En effet, au premier tour, Macron est devancé de plus de 8 points par le nombre d’abstentionnistes (non exprimés compris). Écart d’autant plus large si l’on inclut l’ensemble des Français en âge de voter qui comporte aussi des non inscrits (environ 5% de l’ensemble des Français majeurs font partie de cette catégorie selon l’INSEE). Et, au second tour, il n’enregistre les voix que de 38% des inscrits, et de 35% de l’ensemble des Français en âge de voter. Dans cette seconde considération, le bloc abstentionniste passe même devant Macron.
Ceci posé, deux analyses s’opposent. Premièrement, soit l’on considère que seul compte le nombre de suffrages exprimés ; auquel cas Macron réalise alors un total de 58% des voix au second tour. Soit, deuxièmement, l’on reconnait une importance égale à la voix de l’ensemble des Français (votants, abstentionnistes et non inscrits), et Macron ne recueille ainsi plus que 35% des suffrages.
La légitimité de Macron est en réalité conditionnée à la réponse que l’on apporte à la question suivante : qu’est-ce que le peuple souverain en France ?
Est-ce la part de ceux qui tous les cinq ans dans la population font le choix de donner leur voix à un candidat ; ou bien est-ce l’ensemble de la population à laquelle la société reconnait des droits politiques ?
Si l’on opte pour la première réponse, on reconnait alors que la portion du peuple qui vote prime sur celle qui ne vote pas ou plus ; ce qui suppose d’assumer l’idée d’une forme de suprématisme basé sur la participation électorale, à partir de laquelle Macron est, à cette seule et coûteuse condition, légitime.

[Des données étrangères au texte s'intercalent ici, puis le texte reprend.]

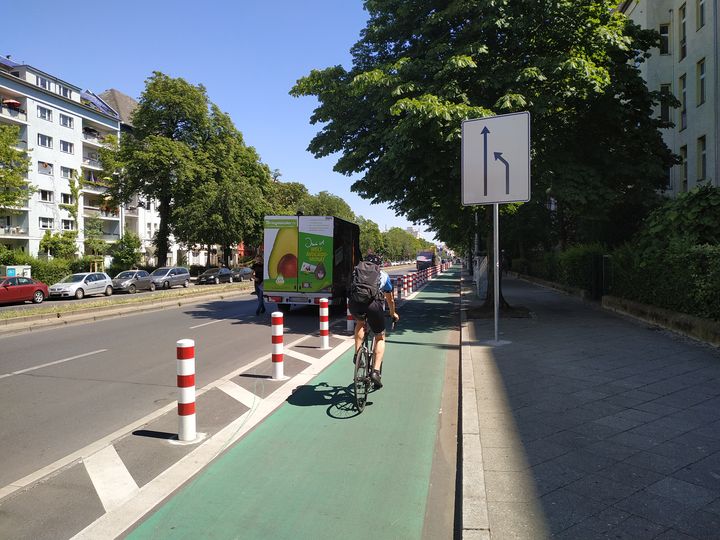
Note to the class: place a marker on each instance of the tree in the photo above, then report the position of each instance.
(327, 204)
(94, 243)
(287, 198)
(14, 166)
(370, 236)
(423, 66)
(61, 245)
(126, 251)
(161, 158)
(227, 204)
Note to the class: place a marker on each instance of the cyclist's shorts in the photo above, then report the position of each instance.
(374, 313)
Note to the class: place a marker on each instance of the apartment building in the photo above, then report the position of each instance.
(62, 128)
(686, 65)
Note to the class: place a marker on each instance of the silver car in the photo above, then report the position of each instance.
(132, 281)
(170, 276)
(82, 284)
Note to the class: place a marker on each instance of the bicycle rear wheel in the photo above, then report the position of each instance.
(361, 382)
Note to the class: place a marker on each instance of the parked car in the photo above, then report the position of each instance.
(170, 276)
(19, 289)
(243, 273)
(215, 275)
(82, 284)
(132, 281)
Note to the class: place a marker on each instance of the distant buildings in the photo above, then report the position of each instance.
(62, 127)
(685, 64)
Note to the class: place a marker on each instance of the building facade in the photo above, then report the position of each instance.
(62, 128)
(686, 65)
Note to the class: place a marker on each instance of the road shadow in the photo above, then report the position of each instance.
(339, 400)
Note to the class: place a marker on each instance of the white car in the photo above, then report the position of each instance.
(83, 284)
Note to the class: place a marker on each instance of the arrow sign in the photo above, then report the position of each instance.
(490, 145)
(498, 157)
(485, 132)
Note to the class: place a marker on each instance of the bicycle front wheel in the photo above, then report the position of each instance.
(362, 378)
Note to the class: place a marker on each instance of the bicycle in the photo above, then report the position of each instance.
(364, 360)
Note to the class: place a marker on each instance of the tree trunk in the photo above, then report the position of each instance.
(162, 240)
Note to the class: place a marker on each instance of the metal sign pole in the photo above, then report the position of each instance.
(496, 277)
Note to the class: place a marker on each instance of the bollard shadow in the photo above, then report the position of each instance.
(154, 434)
(339, 400)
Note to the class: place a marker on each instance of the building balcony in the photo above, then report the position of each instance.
(16, 115)
(92, 163)
(13, 232)
(94, 211)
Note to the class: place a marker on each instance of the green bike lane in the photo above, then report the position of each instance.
(317, 469)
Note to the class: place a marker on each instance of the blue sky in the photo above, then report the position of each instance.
(247, 53)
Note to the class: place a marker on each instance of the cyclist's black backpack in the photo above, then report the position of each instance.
(365, 284)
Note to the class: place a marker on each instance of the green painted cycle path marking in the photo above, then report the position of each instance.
(316, 469)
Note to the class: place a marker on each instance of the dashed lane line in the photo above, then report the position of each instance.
(19, 372)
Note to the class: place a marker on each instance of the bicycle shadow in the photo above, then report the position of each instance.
(339, 400)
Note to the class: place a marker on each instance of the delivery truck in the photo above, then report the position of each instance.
(307, 258)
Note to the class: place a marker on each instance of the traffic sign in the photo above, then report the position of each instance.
(496, 159)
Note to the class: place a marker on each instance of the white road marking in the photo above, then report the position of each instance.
(52, 363)
(112, 480)
(240, 394)
(206, 324)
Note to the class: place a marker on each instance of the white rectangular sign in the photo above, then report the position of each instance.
(496, 159)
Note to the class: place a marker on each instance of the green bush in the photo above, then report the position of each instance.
(579, 266)
(50, 272)
(684, 277)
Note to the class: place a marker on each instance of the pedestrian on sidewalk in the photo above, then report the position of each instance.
(258, 271)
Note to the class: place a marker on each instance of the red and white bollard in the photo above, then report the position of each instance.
(186, 389)
(276, 319)
(349, 320)
(324, 325)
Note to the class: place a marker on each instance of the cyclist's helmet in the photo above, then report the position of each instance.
(371, 257)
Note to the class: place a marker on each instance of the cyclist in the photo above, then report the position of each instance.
(374, 314)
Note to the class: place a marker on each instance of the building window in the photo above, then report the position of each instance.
(45, 168)
(68, 148)
(700, 83)
(702, 159)
(683, 31)
(683, 169)
(700, 13)
(665, 107)
(664, 39)
(66, 121)
(683, 102)
(44, 113)
(44, 140)
(42, 82)
(46, 223)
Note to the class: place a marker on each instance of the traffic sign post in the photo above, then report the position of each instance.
(495, 163)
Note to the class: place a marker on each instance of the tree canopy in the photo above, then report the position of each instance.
(14, 165)
(421, 67)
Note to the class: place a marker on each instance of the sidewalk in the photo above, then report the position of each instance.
(587, 425)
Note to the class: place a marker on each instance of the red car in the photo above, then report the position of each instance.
(20, 289)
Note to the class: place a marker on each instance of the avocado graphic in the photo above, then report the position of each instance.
(283, 257)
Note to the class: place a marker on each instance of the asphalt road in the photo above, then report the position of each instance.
(67, 387)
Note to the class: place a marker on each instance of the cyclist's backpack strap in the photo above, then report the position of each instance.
(365, 284)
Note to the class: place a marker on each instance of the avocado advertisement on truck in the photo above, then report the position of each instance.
(308, 258)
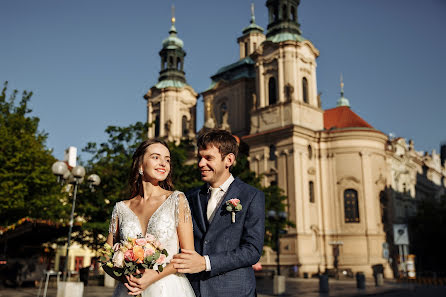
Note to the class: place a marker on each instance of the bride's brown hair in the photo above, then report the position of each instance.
(135, 179)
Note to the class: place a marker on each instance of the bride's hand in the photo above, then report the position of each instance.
(138, 285)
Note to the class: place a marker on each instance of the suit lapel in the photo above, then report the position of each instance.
(221, 208)
(201, 204)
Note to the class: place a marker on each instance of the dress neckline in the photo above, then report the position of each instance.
(153, 214)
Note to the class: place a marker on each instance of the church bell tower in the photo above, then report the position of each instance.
(171, 103)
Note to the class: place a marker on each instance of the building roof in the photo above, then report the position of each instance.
(343, 117)
(285, 36)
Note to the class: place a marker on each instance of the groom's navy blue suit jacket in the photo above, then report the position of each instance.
(232, 247)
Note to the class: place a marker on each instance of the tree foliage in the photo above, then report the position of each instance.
(111, 160)
(27, 186)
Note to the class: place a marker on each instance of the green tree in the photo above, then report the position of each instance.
(274, 198)
(426, 230)
(27, 186)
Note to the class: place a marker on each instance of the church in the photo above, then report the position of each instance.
(335, 168)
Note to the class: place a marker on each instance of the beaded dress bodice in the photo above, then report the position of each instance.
(162, 224)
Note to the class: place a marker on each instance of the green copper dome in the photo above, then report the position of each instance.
(342, 102)
(172, 42)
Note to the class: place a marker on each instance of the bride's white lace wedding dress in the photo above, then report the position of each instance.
(163, 225)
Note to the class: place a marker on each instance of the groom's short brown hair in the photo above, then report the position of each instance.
(224, 141)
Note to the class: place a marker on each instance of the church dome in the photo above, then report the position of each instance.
(343, 102)
(172, 41)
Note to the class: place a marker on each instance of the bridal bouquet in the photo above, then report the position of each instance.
(127, 256)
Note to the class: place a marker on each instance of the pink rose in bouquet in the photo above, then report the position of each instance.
(141, 241)
(118, 259)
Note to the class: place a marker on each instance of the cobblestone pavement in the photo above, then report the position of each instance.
(295, 287)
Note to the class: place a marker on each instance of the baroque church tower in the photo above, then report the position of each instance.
(330, 164)
(171, 103)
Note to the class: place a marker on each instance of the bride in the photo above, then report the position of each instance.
(153, 209)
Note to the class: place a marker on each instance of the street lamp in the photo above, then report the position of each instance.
(277, 218)
(76, 177)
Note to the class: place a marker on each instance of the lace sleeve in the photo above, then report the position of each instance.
(113, 228)
(182, 213)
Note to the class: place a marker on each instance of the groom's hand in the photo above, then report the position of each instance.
(189, 262)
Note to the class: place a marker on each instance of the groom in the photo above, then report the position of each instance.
(226, 244)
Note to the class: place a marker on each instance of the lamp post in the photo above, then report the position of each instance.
(279, 284)
(76, 177)
(277, 218)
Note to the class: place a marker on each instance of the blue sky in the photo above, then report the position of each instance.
(90, 62)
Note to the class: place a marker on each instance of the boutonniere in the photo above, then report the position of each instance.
(233, 205)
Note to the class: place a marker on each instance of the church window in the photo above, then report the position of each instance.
(157, 126)
(223, 110)
(351, 209)
(272, 152)
(272, 93)
(305, 90)
(311, 191)
(310, 152)
(284, 13)
(184, 126)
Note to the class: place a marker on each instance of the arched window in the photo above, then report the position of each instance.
(184, 127)
(305, 90)
(157, 126)
(351, 209)
(272, 93)
(310, 152)
(272, 152)
(284, 13)
(311, 191)
(223, 110)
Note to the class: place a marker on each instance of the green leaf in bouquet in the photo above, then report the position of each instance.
(156, 255)
(117, 273)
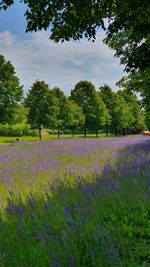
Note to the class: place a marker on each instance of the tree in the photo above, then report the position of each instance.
(75, 117)
(11, 92)
(135, 114)
(127, 30)
(39, 104)
(61, 115)
(127, 27)
(85, 95)
(107, 95)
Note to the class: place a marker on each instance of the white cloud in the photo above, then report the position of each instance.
(62, 64)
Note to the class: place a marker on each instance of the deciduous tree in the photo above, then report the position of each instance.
(11, 92)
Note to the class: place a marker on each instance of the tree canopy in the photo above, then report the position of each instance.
(39, 103)
(127, 27)
(126, 23)
(11, 92)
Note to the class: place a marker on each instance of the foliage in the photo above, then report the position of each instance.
(39, 103)
(75, 202)
(17, 130)
(11, 92)
(85, 95)
(62, 109)
(75, 117)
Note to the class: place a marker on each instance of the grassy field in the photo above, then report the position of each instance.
(49, 137)
(75, 202)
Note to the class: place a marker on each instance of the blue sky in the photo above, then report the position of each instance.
(34, 56)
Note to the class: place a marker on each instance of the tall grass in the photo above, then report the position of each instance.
(81, 202)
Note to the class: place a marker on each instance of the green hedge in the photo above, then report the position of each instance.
(17, 130)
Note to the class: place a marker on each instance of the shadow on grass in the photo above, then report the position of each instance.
(103, 222)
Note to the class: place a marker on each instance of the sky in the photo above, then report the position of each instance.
(34, 56)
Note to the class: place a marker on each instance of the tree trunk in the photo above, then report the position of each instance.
(115, 130)
(124, 131)
(58, 133)
(106, 130)
(84, 130)
(40, 137)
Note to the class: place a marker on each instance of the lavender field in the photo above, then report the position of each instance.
(75, 202)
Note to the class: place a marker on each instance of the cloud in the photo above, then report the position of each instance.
(60, 64)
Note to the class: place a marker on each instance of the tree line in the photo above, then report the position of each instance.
(85, 110)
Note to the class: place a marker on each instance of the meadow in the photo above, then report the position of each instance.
(75, 202)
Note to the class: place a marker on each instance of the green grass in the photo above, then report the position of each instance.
(82, 202)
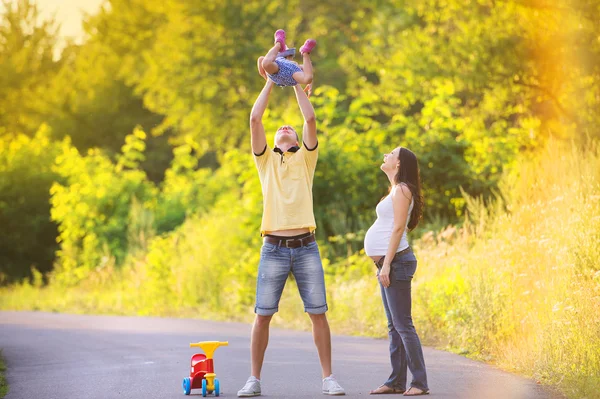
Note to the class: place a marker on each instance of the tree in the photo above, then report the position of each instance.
(26, 65)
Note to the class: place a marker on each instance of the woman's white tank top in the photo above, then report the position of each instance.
(377, 239)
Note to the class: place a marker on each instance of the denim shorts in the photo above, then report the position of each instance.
(276, 262)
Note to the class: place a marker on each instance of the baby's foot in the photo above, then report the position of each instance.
(308, 46)
(280, 38)
(261, 70)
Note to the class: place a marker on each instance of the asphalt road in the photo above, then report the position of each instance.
(61, 356)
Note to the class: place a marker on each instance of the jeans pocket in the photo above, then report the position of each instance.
(404, 270)
(311, 246)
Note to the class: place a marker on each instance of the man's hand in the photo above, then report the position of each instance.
(308, 90)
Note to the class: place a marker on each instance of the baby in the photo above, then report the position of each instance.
(279, 65)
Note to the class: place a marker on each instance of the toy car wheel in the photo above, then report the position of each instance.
(204, 387)
(187, 385)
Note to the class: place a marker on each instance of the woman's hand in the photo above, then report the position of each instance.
(308, 90)
(384, 275)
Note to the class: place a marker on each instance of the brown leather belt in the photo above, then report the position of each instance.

En choisissant la deuxième réponse, on soutient, au contraire, le postulat tout républicain selon lequel le peuple est un et indivisible, quelque soit le comportement électoral de ses composantes. Cette attitude non prescpritive permet d’accorder moins de prix à l’élection qu’à l’expression politique du peuple souverain ; et d’accepter aussi l’éventualité que l’élection peut constituer une entrave à l’expression de la communauté politique. Prendre cette voie offre la liberté de constituer l’illégitimité de Macron qui, choisi par une minorité dans des conditions de pressions psychologiques condamnables, est moins important que le principe de souveraineté populaire vers lequel il faut se tourner.